The OP has a male Astatotilapia latifasciata (yes, a "properly described" species) which pretty consistently goes by the trade name zebra obliquidens.

Kevin


----------



## 24Tropheus (Jun 21, 2006)

As you can see lots of fish under the name Astatotilapia latifasciata too.
http://images.google.co.uk/images?clien ... 4&ct=title
Until a photo matched with a description of an properly ID fish from a source I can see checks its "facts" many of these fish fall under the interesting but impossible to ID precisely species or let alone regional variety.

Sorry to be a pedant but it is I think just hearsay to ID this fish as Astatotilapia latifasciata.
That covers a multitude of different fish?

With evidence my mind is easily changed. :wink:

Not that it matters much my guess is this fish is so stressed that it will not make it to breeding.


----------



## Christinas2006 (Oct 16, 2008)

Thank you for the info.


----------



## StructureGuy (Jul 27, 2002)

24Tropheus said:


> Sorry to be a pedant but it is I think just hearsay to ID this fish as Astatotilapia latifasciata.
> That covers a multitude of different fish?
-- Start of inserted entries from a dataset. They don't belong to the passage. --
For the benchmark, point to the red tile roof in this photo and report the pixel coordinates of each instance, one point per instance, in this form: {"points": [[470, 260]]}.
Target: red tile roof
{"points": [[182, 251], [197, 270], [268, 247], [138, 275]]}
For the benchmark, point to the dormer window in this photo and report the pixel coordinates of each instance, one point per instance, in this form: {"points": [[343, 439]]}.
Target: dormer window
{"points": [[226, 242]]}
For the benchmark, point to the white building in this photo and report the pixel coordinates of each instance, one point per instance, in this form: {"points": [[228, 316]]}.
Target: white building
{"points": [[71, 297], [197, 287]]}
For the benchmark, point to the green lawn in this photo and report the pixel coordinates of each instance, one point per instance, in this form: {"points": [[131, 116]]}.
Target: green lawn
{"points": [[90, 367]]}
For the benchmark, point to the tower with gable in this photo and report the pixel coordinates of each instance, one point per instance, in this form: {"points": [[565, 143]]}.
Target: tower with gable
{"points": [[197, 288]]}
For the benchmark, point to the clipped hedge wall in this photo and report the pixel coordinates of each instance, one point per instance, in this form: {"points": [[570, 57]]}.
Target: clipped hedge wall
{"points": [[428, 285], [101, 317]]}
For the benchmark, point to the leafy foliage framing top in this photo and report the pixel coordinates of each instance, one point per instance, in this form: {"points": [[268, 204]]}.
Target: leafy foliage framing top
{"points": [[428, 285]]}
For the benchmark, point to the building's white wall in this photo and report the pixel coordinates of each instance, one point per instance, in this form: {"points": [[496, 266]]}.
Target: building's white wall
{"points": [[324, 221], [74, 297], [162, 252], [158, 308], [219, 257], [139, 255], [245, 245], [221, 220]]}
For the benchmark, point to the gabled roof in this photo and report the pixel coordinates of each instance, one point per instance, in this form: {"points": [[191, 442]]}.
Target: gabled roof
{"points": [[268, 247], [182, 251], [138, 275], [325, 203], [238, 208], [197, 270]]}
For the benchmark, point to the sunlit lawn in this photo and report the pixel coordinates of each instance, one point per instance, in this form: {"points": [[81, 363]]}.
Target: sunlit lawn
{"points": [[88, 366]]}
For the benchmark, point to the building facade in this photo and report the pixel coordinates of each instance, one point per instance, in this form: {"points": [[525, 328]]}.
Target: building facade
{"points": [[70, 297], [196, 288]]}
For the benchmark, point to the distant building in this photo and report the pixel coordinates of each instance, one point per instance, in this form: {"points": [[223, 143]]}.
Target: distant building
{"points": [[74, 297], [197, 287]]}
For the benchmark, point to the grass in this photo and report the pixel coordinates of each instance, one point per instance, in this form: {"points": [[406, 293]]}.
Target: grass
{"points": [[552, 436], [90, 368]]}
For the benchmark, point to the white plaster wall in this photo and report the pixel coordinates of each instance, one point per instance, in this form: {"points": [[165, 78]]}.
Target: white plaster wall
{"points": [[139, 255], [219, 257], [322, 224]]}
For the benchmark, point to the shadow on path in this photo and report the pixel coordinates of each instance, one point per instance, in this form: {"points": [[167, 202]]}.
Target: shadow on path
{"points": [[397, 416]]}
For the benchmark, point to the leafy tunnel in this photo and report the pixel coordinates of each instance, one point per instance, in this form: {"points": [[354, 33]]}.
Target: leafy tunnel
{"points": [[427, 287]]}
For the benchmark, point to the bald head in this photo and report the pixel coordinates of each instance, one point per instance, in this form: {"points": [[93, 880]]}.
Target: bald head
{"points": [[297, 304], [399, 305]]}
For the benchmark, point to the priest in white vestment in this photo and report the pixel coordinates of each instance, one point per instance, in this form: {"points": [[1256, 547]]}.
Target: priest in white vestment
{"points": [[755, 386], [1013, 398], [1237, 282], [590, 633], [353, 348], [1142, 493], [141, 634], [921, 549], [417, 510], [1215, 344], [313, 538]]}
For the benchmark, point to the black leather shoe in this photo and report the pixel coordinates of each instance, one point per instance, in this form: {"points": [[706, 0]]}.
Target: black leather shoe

It is difficult to posuitively ID many Victorians. But anyone that has kept and bred Astatotilapia latifasciata will find this particular species quite easy to identify.

Here are mine:
http://african-cichlid.com/Latifaciata.htm

Kevin

see also:

http://www.bigskycichlids.com/Alatifasciata_article.htm

http://www.africancichlids.net/articles ... ifasciata/

http://www.malawicichlidhomepage.com/ot ... idens.html

http://www.cichlid-forum.com/articles/a ... sciata.php

http://www.gcca.net/fom/Astatotilapia_latifasciata.htm


----------



## Christinas2006 (Oct 16, 2008)

I think that is my fish! Thank you!


----------